I. « Supposons que vingt personnes fixent leur attention pendant cinq à dix minutes sur leur petit doigt ; voici à peu près ce qui adviendra quelques-unes n’auront conscience d’aucune sensation ; d’autres éprouveront des sensations marquées, souffrance, douleur, battements artériels ; la plupart sentiront une faible impression de pesanteur et de fourmillement. Cette simple expérience soulève les questions suivantes : N’y a-t-il pas toujours, dans telle ou telle partie du corps, des sensations dues aux modifications incessantes des tissus, modifications qui passent inaperçues, à moins que l’attention ne se fixe sur elles ? L’acte d’attention peut-il augmenter l’activité vasculaire des ganglions sensoriels et y faire naître des sensations subjectives ? Enfin, les centres sympathiques peuvent-ils être excités, les nerfs vaso-moteurs peuvent-ils être influencés de manière à déterminer des modifications vasculaires transitoires, dans le doigt auquel se rapporte la sensation ? — La première supposition ne semble vraisemblable que dans une très faible mesure. À vrai dire, on peut toujours éprouver une sensation dans le doigt, quand on s’applique attentivement à rechercher cette sensation. Nous pensons que les deux autres suppositions sont très fondées. Peut-être la sensation éprouvée est-elle partiellement subjective ; mais, à notre avis, le doigt sur lequel se fixe la pensée pendant un temps assez long est réellement le siège d’une sensation. Les modifications vasculaires qu surviennent sont ressenties sous forme de battements artériels, de pesanteur, etc.[1] »

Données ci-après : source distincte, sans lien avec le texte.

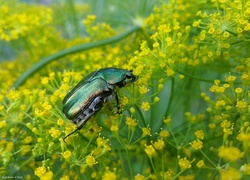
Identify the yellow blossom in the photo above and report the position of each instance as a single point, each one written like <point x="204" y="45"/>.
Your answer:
<point x="67" y="154"/>
<point x="246" y="169"/>
<point x="65" y="177"/>
<point x="167" y="120"/>
<point x="145" y="106"/>
<point x="28" y="139"/>
<point x="2" y="124"/>
<point x="241" y="104"/>
<point x="54" y="132"/>
<point x="109" y="176"/>
<point x="230" y="79"/>
<point x="150" y="151"/>
<point x="146" y="132"/>
<point x="132" y="110"/>
<point x="159" y="144"/>
<point x="40" y="171"/>
<point x="143" y="90"/>
<point x="184" y="163"/>
<point x="60" y="122"/>
<point x="170" y="72"/>
<point x="200" y="164"/>
<point x="90" y="161"/>
<point x="225" y="124"/>
<point x="156" y="100"/>
<point x="197" y="144"/>
<point x="199" y="134"/>
<point x="238" y="90"/>
<point x="229" y="153"/>
<point x="164" y="133"/>
<point x="114" y="128"/>
<point x="230" y="173"/>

Il est extrêmement probable et presque universellement admis que l’attention, même lorsqu’elle ne s’applique à aucune région de notre corps, est accompagnée de l’hyperhémie locale de certaines parties du cerveau. La vascularisation des parties intéressées augmente par suite d’une activité fonctionnelle plus grande. Cette hyperhémie locale a pour cause une dilatation des artères qui a elle-même pour cause l’action des nerfs vaso-moteurs sur les tuniques musculaires des artères. Les nerfs vaso-moteurs dépendent du grand sympathique qui est soustrait à l’action de la volonté, mais qui subit toutes les

  1. Hack Tuke, l’Esprit et le Corps, trad. Parent, p. 2.